Through the year, I believe that I significantly changed as a writer, reader, and thinker. I think one of my biggest improvements as a writer was definitely my development and finding of my voice in argument and synthesis essays, especially since many of the essays I had to write in previous years were mostly objective analysis that did not require any voice in argument. As a person, I find myself to be frank and sarcastic, and I think I have incorporated some of that voice in my argument essays. This is true in the argument essay in my senior portfolio in which I argued against Singer’s stand that charity rescues impoverished countries. I incorporated many rhetorical questions in my argument essay which greatly helped to develop my voice. I also created a hypothetical situation in which I used sarcastic diction to bring the audience into the act - I described how while “we sit prettily on our sofas” watching ads about poor children of impoverished nations, we fail to realize that “corrupt leadership” is a major factor in the poverty of many people.
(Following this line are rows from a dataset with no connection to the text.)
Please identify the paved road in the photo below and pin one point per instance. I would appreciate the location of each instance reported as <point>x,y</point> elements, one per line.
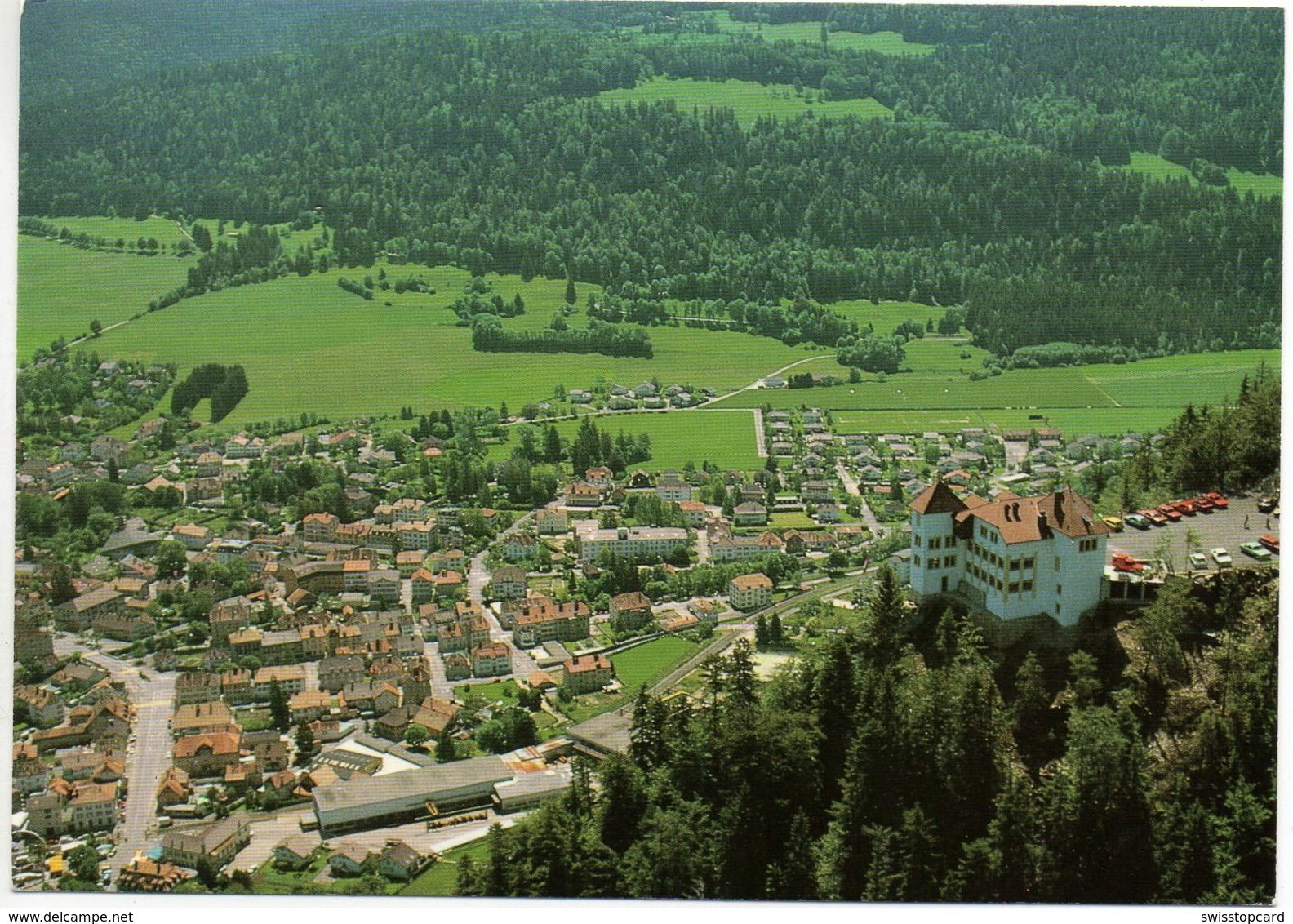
<point>150,755</point>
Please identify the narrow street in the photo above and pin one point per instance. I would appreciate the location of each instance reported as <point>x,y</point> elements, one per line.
<point>150,753</point>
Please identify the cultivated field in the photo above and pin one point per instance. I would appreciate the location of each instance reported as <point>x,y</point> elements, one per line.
<point>749,101</point>
<point>1144,396</point>
<point>62,288</point>
<point>726,438</point>
<point>651,662</point>
<point>308,345</point>
<point>1151,164</point>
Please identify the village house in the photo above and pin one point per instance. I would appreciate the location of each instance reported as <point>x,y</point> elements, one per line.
<point>217,844</point>
<point>491,660</point>
<point>750,591</point>
<point>630,611</point>
<point>587,673</point>
<point>507,583</point>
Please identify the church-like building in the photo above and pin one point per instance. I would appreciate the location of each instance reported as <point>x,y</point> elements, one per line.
<point>1010,556</point>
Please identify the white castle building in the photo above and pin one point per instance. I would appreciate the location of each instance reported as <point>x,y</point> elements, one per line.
<point>1010,556</point>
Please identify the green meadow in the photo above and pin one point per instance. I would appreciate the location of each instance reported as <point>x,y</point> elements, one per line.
<point>726,438</point>
<point>61,288</point>
<point>879,43</point>
<point>749,101</point>
<point>1243,181</point>
<point>651,662</point>
<point>1106,398</point>
<point>308,345</point>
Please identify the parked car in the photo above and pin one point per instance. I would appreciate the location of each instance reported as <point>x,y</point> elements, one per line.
<point>1255,551</point>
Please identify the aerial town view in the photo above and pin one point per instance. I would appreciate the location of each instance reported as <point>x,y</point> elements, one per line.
<point>646,450</point>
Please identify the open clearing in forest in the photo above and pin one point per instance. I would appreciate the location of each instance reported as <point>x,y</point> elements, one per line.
<point>748,101</point>
<point>1243,181</point>
<point>879,43</point>
<point>62,288</point>
<point>309,345</point>
<point>726,438</point>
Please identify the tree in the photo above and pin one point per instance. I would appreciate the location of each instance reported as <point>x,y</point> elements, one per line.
<point>279,713</point>
<point>304,744</point>
<point>416,735</point>
<point>445,751</point>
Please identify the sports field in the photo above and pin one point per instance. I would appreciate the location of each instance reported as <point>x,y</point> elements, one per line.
<point>749,101</point>
<point>651,662</point>
<point>1153,166</point>
<point>62,288</point>
<point>308,345</point>
<point>726,438</point>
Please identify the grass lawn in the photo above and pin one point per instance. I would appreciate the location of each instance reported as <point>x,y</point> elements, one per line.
<point>487,693</point>
<point>748,101</point>
<point>254,720</point>
<point>62,288</point>
<point>308,345</point>
<point>440,877</point>
<point>1243,181</point>
<point>677,437</point>
<point>651,662</point>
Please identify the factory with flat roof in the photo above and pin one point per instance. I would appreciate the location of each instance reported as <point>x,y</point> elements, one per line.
<point>398,797</point>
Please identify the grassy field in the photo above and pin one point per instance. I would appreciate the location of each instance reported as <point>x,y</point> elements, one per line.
<point>62,288</point>
<point>1153,166</point>
<point>308,345</point>
<point>1144,396</point>
<point>881,43</point>
<point>678,437</point>
<point>749,101</point>
<point>438,877</point>
<point>651,662</point>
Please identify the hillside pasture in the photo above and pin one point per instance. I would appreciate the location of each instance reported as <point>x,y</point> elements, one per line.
<point>726,438</point>
<point>748,101</point>
<point>62,288</point>
<point>309,345</point>
<point>1243,181</point>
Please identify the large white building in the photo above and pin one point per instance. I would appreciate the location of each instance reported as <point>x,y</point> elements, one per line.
<point>1010,556</point>
<point>633,542</point>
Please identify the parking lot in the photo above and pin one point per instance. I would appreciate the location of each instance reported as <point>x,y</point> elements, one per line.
<point>1222,529</point>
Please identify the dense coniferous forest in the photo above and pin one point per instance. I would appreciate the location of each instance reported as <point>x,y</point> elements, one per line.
<point>482,149</point>
<point>903,762</point>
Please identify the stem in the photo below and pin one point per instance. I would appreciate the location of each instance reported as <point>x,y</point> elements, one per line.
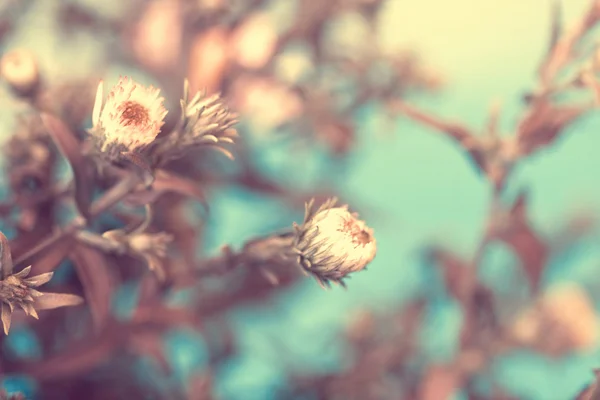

With my sarcastic language, I was able to bring to light the faulty beliefs we as a society have towards charity and the poverty of other countries. In retrospect, I think my argument and synthesis essays are the strongest of the three types of essays in AP English, even though I had not done a single one of them three years prior to taking AP English.
This brings me to my next observation. Though I am stronger in argument and synthesis essays, I think my weakness is in the rhetorical analysis. Even from freshman year, I was never strong in essays in which I had to analyze the themes and motifs of a certain novel - in the same way this year, I was never truly strong in analyzing the rhetoric of an author and explaining the purpose and effect of the rhetoric. This was extremely evident in one of my first rhetorical analysis essays of the year on the novel What is the What by Dave Eggers. While I was able to identify...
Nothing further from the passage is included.